Since patients were included between 1990 and 2006, RA was diagnosed according to the 1987 classification criteria of the American College of Rheumatology (ACR). In 2010, the ACR and the European League Against Rheumatism (EULAR) published revised classification criteria [23]. These 2010 ACR/EULAR criteria put more emphasis on RA characteristics that emerge early in the disease course, in order to identify and treat RA patients earlier. However, the aim of this study was to evaluate the effect of TMJ corticosteroid injections in RA patients in general, regardless of their general disease duration. With a median duration of general joint symptoms of 8 years, we do not expect a significant influence of the 1987 classification criteria on the selected patient group. It does mean that patients possibly received a different pharmacological treatment, and at a later stage than they would have nowadays, as further discussed below.

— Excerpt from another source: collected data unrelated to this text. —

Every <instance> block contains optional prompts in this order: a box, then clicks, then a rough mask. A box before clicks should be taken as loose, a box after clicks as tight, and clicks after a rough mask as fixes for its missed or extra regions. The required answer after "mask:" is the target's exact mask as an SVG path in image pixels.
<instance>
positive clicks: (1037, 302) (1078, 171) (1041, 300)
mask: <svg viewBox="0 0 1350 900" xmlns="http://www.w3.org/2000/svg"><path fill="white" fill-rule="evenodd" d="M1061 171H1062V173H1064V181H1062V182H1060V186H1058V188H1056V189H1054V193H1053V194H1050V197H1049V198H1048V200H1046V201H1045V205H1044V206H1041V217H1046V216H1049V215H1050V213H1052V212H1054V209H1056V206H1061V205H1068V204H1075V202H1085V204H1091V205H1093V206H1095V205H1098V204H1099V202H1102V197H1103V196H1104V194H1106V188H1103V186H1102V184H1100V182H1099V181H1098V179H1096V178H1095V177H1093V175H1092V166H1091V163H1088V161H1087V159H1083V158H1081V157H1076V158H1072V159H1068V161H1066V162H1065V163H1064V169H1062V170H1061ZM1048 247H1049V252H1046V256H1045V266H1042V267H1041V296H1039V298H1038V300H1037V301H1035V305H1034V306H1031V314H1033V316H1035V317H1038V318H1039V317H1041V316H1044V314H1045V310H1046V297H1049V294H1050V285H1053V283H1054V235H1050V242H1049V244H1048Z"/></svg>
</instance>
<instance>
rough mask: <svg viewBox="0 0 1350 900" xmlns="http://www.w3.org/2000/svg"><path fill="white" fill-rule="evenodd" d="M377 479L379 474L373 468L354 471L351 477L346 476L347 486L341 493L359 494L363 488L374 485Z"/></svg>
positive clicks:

Specific data on the pharmacological treatment of patients were not available and could thus not be analyzed as a possible confounding factor. The medication profiles presumably do not fully correspond to current guidelines, since the period of data collection was mostly before the introduction of biologics, which means that results can only be generalized to RA patients that are not on biologic therapy. However, it may also be considered an advantage as previously mentioned. Furthermore, although developments in the treatment of RA have substantially changed the course of the disease, nowadays frequently resulting in remission [24, 25], recent studies still report a high prevalence of TMJ involvement in RA [26, 27]. In patients with early RA, systemic pharmacological treatment seemed to have a positive effect on TMJ involvement for some, but not all patients [28, 29]. This corresponds to the course of RA disease in general, where individual joints can display persistent complaints or temporary flare-ups, resulting in the continuous use of corticosteroid injections in clinical practice. An interesting development in research to monitor in this context is the focus on injection with anti-TNF agents as an alternative for glucocorticoids [30, 31]. Altogether, this suggests that despite the greatly improved treatment modalities, targeted treatment for the TMJ remains necessary for a number of RA patients.

Conclusion and implications

This study indicates that corticosteroid injections with methylprednisolone in the TMJ alleviate pain and improve mouth opening capacity for approximately 3 weeks. The temporary relief achieved with an injection can facilitate patients to perform jaw exercises, without being limited by pain. Corticosteroid injections thus seem useful for the short-term management of TMJ involvement in RA.